Cyclol - Downfall

Downfall

The cyclol fabric was shown to be implausible for several reasons. Hans Neurath and Henry Bull showed that the dense packing of side chains in the cyclol fabric was inconsistent with the experimental density observed in protein films. Maurice Huggins calculated that several non-bonded atoms of the cyclol fabric would approach more closely than allowed by their van der Waals radii; for example, the inner Hα and Cα atoms of the lacunae would be separated by only 1.68 Å (Figure 5). Haurowitz showed chemically that the outside of proteins could not have a large number of hydroxyl groups, a key prediction of the cyclol model, whereas Meyer and Hohenemser showed that cyclol condensations of amino acids did not exist even in minute quantities as a transition state. More general chemical arguments against the cyclol model were given by Bergmann and Niemann and by Neuberger. Infrared spectroscopic data showed that the number of carbonyl groups in a protein did not change upon hydrolysis, and that intact, folded proteins have a full complement of amide carbonyl groups; both observations contradict the cyclol hypothesis that such carbonyls are converted to hydroxyl groups in folded proteins. Finally, proteins were known to contain proline in significant quantities (typically 5%); since proline lacks the amide hydrogen and its nitrogen already forms three covalent bonds, proline seems incapable of the cyclol reaction and of being incorporated into a cyclol fabric. An encyclopedic summary of the chemical and structural evidence against the cyclol model was given by Pauling and Niemann. Moreover, a supporting piece of evidence—the result that all proteins contain an integer multiple of 288 amino-acid residues—was likewise shown to be incorrect in 1939.

Wrinch replied to the steric-clash, free-energy, chemical and residue-number criticisms of the cyclol model. On steric clashes, she noted that small deformations of the bond angles and bond lengths would allow these steric clashes to be relieved, or at least reduced to a reasonable level. She noted that distances between non-bonded groups within a single molecule can be shorter than expected from their van der Waals radii, e.g., the 2.93 Å distance between methyl groups in hexamethylbenzene. Regarding the free-energy penalty for the cyclol reaction, Wrinch disagreed with Pauling's calculations and stated that too little was known of intramolecular energies to rule out the cyclol model on that basis alone. In reply to the chemical criticisms, Wrinch suggested that the model compounds and simple bimolecular reactions studied need not pertain to the cyclol model, and that steric hindrance may have prevented the surface hydroxyl groups from reacting. On the residue-number criticism, Wrinch extended her model to allow for other numbers of residues. In particular, she produced a "minimal" closed cyclol of only 48 residues, and, on that (incorrect) basis, may have been the first to suggest that the insulin monomer had a molecular weight of roughly 6000 Da.

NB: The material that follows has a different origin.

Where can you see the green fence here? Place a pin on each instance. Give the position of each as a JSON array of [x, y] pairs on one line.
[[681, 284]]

Therefore, she maintained that the cyclol model of globular proteins was still potentially viable and even proposed the cyclol fabric as a component of the cytoskeleton. However, most protein scientists ceased to believe in it and Wrinch turned her scientific attention to mathematical problems in X-ray crystallography, to which she contributed significantly. One exception was physicist Gladys Anslow, Wrinch's colleague at Smith College, who studied the ultraviolet absorption spectra of proteins and peptides in the 1940s and allowed for the possibility of cyclols in interpreting her results. As the sequence of insulin began to be determined by Frederick Sanger, Anslow published a three-dimensional cyclol model with sidechains, based on the backbone of Wrinch's 1948 "minimal cyclol" model.